The following sections provide additional detail and potential questions to aid in conducting an analysis of each risk factor as part of the BSA/AML risk assessment.
Products and services
Understanding the financial institution's products and services involves knowing how many customers or members use these services, as well as the risks involved in those products or services. For example, the following questions may be asked:
Although not all-inclusive, other products and services that you may want to include in your review are:
- Foreign correspondent accounts
- Special use accounts
- Trade finance
- Bulk cash
- Consumer or business loan portfolios
- Online account access/opening
- ATM services
- Remote deposit capture
Remember, for each of these, it’s important to understand whether these volumes are increasing or decreasing and what controls are in place to mitigate the inherent risk. Once again, all supporting documentation of your analysis must be retained.
To analyze geography, understanding the branch footprint of the financial institution is critical. Specific questions to ask include:
- What are the area's populations of cities and towns?
- Are the branches located within High-Intensity Financial Crime Areas or High-Intensity Drug Trafficking Areas?
- Does the financial institution have a presence on the U.S.-Mexico border?
- Does the institution file many suspicious activity reports (SARs) annually compared to the other institutions in the same geographical area? If not, what might be the reason?
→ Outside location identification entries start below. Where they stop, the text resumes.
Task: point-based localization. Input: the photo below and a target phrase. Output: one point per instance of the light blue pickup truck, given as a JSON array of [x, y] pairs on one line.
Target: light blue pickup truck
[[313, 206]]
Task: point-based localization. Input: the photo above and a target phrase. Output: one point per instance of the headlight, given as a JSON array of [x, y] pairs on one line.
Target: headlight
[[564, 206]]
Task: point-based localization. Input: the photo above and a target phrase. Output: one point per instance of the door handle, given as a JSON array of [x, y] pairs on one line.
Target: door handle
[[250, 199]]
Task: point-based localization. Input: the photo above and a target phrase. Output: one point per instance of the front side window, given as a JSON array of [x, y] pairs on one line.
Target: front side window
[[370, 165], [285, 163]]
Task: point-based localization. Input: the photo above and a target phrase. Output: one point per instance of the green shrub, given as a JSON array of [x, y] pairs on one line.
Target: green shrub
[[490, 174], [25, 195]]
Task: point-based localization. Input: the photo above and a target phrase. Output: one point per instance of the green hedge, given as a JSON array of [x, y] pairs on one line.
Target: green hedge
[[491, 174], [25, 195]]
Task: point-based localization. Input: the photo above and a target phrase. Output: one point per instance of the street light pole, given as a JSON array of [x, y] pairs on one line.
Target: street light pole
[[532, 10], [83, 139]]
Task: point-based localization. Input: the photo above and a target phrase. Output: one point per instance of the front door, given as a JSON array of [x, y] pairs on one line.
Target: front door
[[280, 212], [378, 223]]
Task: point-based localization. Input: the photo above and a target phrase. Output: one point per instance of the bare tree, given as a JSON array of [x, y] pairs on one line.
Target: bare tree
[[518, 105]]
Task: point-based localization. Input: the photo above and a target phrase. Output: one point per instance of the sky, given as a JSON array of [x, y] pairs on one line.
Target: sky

Determine whether these volumes are increasing or decreasing and what controls the bank or credit union has in place for each.
Customer or Member Base
The customer or member base should be evaluated on several factors, such as how many high-risk customers or members the financial institution has. Consider the following types of customers in your account base:
- Non-Resident Aliens (NRAs)
- Politically exposed persons (PEPs)
- Cash-intensive businesses (including marijuana-related businesses)
- Money Services Businesses (MSBs)
- Virtual currency exchanges
- Non-bank financial institutions (NBFIs)
- Professional service providers
In addition, the risk assessment will want to include assessing how well the financial institution collects beneficial ownership information and whether the customer due diligence (CDD) and enhanced due diligence (EDD) processes are sufficient. Again, determine if these volumes are increasing or decreasing and what controls are in place. These questions will need to be answered to understand the customer or member risk fully.
Transactions will require a review of both volumes and frequencies. Analyze processes such as:
- Number of currency transaction reports (CTRs) filed annually
- Number of SARs filled annually
- Volumes and frequencies of international wires compared to domestic
- Number of international ACH transactions compared to domestic transactions
- The volume of Private ATM customers, if any
- The volume of loan transactions
Adequate compliance staffing is critical to any AML program. When analyzing human resources for your risk assessment, consider the following:
- Number of full-time and part-time employees in AML function
- How these numbers compare to the previous year
- Qualifications and experience level of the AML staff
- What training is provided for the team (and the financial institution staff more broadly)
- Whether background checks are conducted when hiring
Regulatory Audit and Exams
Regulatory audit and exam results demonstrate a picture of your AML program's health and any gaps that may be present in the program. If the institution has a history of violations, particularly repeat findings, the risk of the financial institution should be increased in the risk assessment. Suppose the board of directors has been adequately apprised of the audit or exam outcomes and repeat violations occur. In that case, this could indicate a lack of a strong culture of compliance, which will ultimately lead to further increased risk. The following other items should also be addressed within an audit or exam:
- Policies and procedures should be checked and updated when necessary.
- A designated officer should be appointed and approved by the board of directors as responsible for BSA/AML and OFAC compliance.
- SARs and CTRs should be filed regularly and in a timely manner, following FinCEN guidelines.
Adequate OFAC compliance is essential for mitigating risk of a financial institution, and a robust OFAC risk assessment supporting the program is critical to avoid costly monetary penalties or regulatory consent orders. Certain transactions, such as wire transfers and ACH, must be checked for OFAC matches before being sent. A financial institution should have a clear set of policies and procedures for OFAC compliance and provide training to all stakeholders. If the institution has a history of OFAC violations, the OFAC risk should be classified as elevated and tightened with mitigating factors.
The above considerations do not cover every aspect of evaluating and documenting the risk of a financial institution. However, they should provide a solid roadmap to completing a thorough risk assessment so that management understands the actual risk profile of the institution. Some financial institutions find they need assistance creating or updating a risk assessment, either due to a lack of time, staffing, or expertise. Expert advisory consultants can partner with the financial institution to provide a risk assessment that evaluates and documents your aggregate risk profile and solidifies confidence in your BSA/AML program.